# Ausführen mit Android Emulator



## FrankProduction (1. Mai 2012)

Hi,

Ach man, habe ich ein Problem gelöst kommt das nächste auf!
Und das kann ich wieder nicht alleine Lösen.
(Nach Stunden verzweifelung)

Ich habe ein neues Android Projekt angelegt und möchte dieses gleich Ausführen (durch Run as -> Java Android Emulator)
Aber dann kommt der Fehler das irgendein Fehler in dem XML File ist, in diesem habe ich aber noch gar gemacht!
Irgendein Zweites Layout als XML File wurde auch noch in dem der Fehler ist!
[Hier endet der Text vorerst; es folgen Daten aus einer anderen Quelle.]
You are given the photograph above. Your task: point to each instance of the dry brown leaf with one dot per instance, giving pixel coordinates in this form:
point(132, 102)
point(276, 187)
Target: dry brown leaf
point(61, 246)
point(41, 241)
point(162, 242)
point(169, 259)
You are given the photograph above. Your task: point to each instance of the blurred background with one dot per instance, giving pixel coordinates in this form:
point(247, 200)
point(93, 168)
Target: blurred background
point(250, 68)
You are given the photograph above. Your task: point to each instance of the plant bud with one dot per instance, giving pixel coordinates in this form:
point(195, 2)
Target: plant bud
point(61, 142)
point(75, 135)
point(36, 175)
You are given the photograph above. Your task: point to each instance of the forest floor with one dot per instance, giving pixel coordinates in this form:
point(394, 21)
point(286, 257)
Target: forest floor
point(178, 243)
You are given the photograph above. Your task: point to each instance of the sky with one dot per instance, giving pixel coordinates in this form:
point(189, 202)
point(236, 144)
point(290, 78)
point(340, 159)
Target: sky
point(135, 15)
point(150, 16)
Kann man dies irgendwie lösen?

Danke Schonmal 

Nils


----------



## Tomate_Salat (1. Mai 2012)

http://www.java-forum.org/forum-faq-beitraege/7407-man-fragen-richtig-stellt.html

Hast du vllt die xml markiert gehabt beim starten? Dann legt der gerne mal noch eine XML an. Ansonsten: Es ist nie gut ein Geheimnis aus der XML zu machen


----------



## FrankProduction (1. Mai 2012)

Tomate_Salat hat gesagt.:


> http://www.java-forum.org/forum-faq-beitraege/7407-man-fragen-richtig-stellt.html
> 
> Hast du vllt die xml markiert gehabt beim starten? Dann legt der gerne mal noch eine XML an. Ansonsten: Es ist nie gut ein Geheimnis aus der XML zu machen



Danke, es hat geklappt!


----------